Meta will lay off approximately 8,000 employees, roughly 10% of its workforce, starting May 20. The company is also canceling plans to fill 6,000 open positions, according to an internal memo first reported by Bloomberg. CNBC, The New York Times, and Forbes confirmed the details.

The Cuts in Context

This is not Meta’s first AI-driven reduction in 2026. In January, the company laid off about 10% of employees working on metaverse projects, roughly 1,000 people in its Reality Labs unit, according to CNBC. In March, another round hit hundreds of employees across Facebook, Reality Labs, global operations, and sales. Meta also said last month it would replace third-party content moderation vendors with AI technologies.

The cumulative layoffs were first forecast by Reuters in March, which reported that Meta was planning cuts that could eventually exceed 20% of the company’s roughly 75,000 employees.

The AI Reallocation Pattern

Meta’s cuts are the largest single round in a wave of AI-motivated layoffs across the tech industry in 2026. Forbes documented the timeline: Oracle cut 20,000 to 30,000 employees in March to fund AI infrastructure. Block eliminated more than 4,000 jobs (nearly half its staff) in February. Atlassian cut 1,600 to “self-fund further investment in AI.” Snap cut 1,000 after CEO Evan Spiegel told employees that “rapid advancements in artificial intelligence” would allow the same work to be done by fewer people.

On the same day as Meta’s announcement, Microsoft confirmed its first voluntary retirement program for U.S. employees, with about 7% eligible, according to CNBC.

Where the Money Goes

Meta’s capital is shifting toward AI model development, inference infrastructure, and autonomous agent capabilities. Earlier this month, Meta debuted its first major AI model since hiring Scale AI’s Alexandr Wang last June. This week, the company revealed an internal employee tracking tool called the Model Capability Initiative, which captures keystrokes, mouse movements, and screenshots from work computers to generate training data for AI agents.

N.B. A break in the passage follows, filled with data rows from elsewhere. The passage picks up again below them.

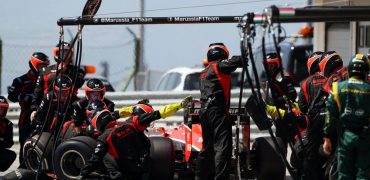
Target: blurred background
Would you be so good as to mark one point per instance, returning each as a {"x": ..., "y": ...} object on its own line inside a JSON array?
[{"x": 29, "y": 26}]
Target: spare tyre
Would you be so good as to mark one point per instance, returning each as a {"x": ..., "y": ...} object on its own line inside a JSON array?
[
  {"x": 162, "y": 154},
  {"x": 268, "y": 162},
  {"x": 32, "y": 152},
  {"x": 72, "y": 155}
]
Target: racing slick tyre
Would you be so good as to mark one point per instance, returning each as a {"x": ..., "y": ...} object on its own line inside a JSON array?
[
  {"x": 268, "y": 162},
  {"x": 32, "y": 153},
  {"x": 72, "y": 155},
  {"x": 162, "y": 154},
  {"x": 25, "y": 174}
]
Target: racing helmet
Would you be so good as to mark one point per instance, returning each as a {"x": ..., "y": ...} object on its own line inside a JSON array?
[
  {"x": 142, "y": 109},
  {"x": 217, "y": 52},
  {"x": 358, "y": 66},
  {"x": 330, "y": 62},
  {"x": 313, "y": 62},
  {"x": 94, "y": 89},
  {"x": 37, "y": 61},
  {"x": 66, "y": 47},
  {"x": 62, "y": 86},
  {"x": 98, "y": 115},
  {"x": 4, "y": 105},
  {"x": 272, "y": 63}
]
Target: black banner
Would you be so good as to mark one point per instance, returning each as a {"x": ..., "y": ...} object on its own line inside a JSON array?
[{"x": 285, "y": 15}]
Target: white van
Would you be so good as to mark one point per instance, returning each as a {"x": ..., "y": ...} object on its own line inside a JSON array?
[{"x": 187, "y": 79}]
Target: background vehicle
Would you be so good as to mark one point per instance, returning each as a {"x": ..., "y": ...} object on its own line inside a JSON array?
[
  {"x": 294, "y": 52},
  {"x": 105, "y": 81},
  {"x": 187, "y": 79}
]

Meta is competing with OpenAI (Workspace Agents), Anthropic (Claude Managed Agents), and Google (Gemini Enterprise Agent Platform) to build autonomous agent infrastructure on top of its LLaMA model family.

What This Signals for Agent Infrastructure

The pattern across these layoffs is consistent: companies are not cutting headcount to reduce costs. They are reallocating capital from human labor toward AI infrastructure, with agent platforms as the primary destination. Meta’s Q4 2025 revenue grew 24% year-over-year, which CEO Mark Zuckerberg attributed to AI investments. Meta shares fell 2.4% on Thursday and are roughly flat for the year. The company reports first-quarter earnings on Wednesday alongside Alphabet, Amazon, and Microsoft.